Hey there was something I noticed today that I decided to bring up here for discussion. Who here has noticed that nowadays Jesus Christ seems to be put up...almost as deity on his own? Jesus Christ is God, and my savior but how many find that we seem to set him apart?


----------



## Solus Christus (Sep 6, 2009)

Not exactly sure what you mean here. Are you suggesting that it may seem more common today to only acknowledge Jesus as God? Or that God, the Father, was the God of the OT and Jesus is the "face" of the New?

So in other words, that it is a failure of apprehending the Trinity?


----------



## INsearch (Sep 6, 2009)

Well no I'm talking..its seems like to me there is a...differance put on Christ..almost like we fail to acknowledge that Christ is also GOD..umm...wow..I'm not explaining myself...uhh more like..they understand the trinity..but yet we seem to still treat Christ like he is our savior...yet not also GOD....ehh...maybe thats just me....AND...maybe I didn't explain myself clearly (again) sorry if I am still tripping over myself.


----------



## Solus Christus (Sep 6, 2009)

I believe I understand what you're talking about. But I would think if people are thinking more of Christ as just a Savior rather than also realizing He is God then the problem comes from appreciating the complex Triune nature.

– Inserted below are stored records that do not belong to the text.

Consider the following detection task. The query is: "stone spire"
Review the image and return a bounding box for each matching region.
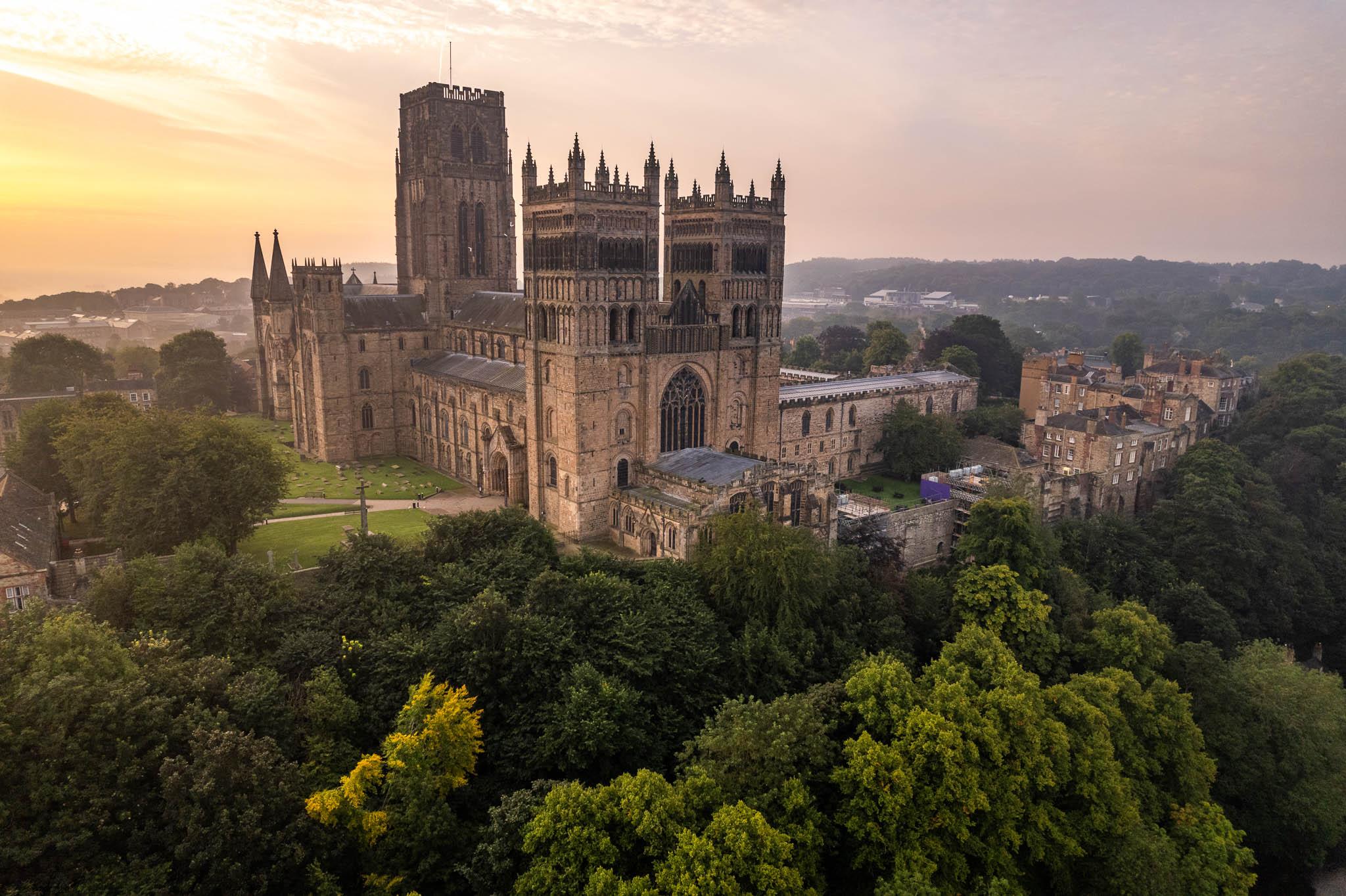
[267,230,295,302]
[252,231,267,302]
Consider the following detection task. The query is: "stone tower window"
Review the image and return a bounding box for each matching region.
[660,367,705,452]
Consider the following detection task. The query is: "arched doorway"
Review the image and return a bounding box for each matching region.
[660,367,705,452]
[492,455,509,504]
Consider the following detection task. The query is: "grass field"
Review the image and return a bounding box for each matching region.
[269,503,360,520]
[229,414,463,501]
[841,474,921,510]
[238,510,430,566]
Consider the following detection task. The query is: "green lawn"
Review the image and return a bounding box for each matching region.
[840,474,921,510]
[268,503,360,520]
[238,510,430,566]
[229,414,463,501]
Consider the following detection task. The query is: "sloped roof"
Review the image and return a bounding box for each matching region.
[453,289,528,332]
[0,471,57,570]
[342,295,429,330]
[412,351,524,394]
[650,448,762,485]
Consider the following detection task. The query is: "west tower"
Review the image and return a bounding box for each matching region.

This is not to say that we can fully comprehend it. I fear our finite minds would simply explode if God were to impart that knowledge on us  Suffice it to say, there is quite a bit of what He has already revealed in Scripture for us to get some handle on it. I believe it is praise worthy to God that we understand _any_ of it.


----------



## INsearch (Sep 6, 2009)

Indeed...the thought came up, because I was praying this morning, and for some reason I hesitated to call Jesus God...and I realized that I need to think more of this..when I pray to God I pray to God the Son, God the Father, AND God the Holy Spirit! When I pray I don't just pray to God the Father..I'm praying to HIM...hahaha wow your right...this trinity thing isn't very comprehensible, thus even my dificulty trying to explain...when I pray to God..I pray to all Three of..HIM. I need to stop looking at Jesus as just the man that saved me..I need to also remember that he is my GOD that died for me....ehh...I'm talking in circles now.


----------



## Solus Christus (Sep 6, 2009)

Perfectly understandable brother. And I think what you said is a wonderful thing to meditate on. We can all stand to be reminded that all three persons are God and all three are holy, glorious and just.


----------



## INsearch (Sep 6, 2009)

glad to here, I was worried I wasn't making any sense.


----------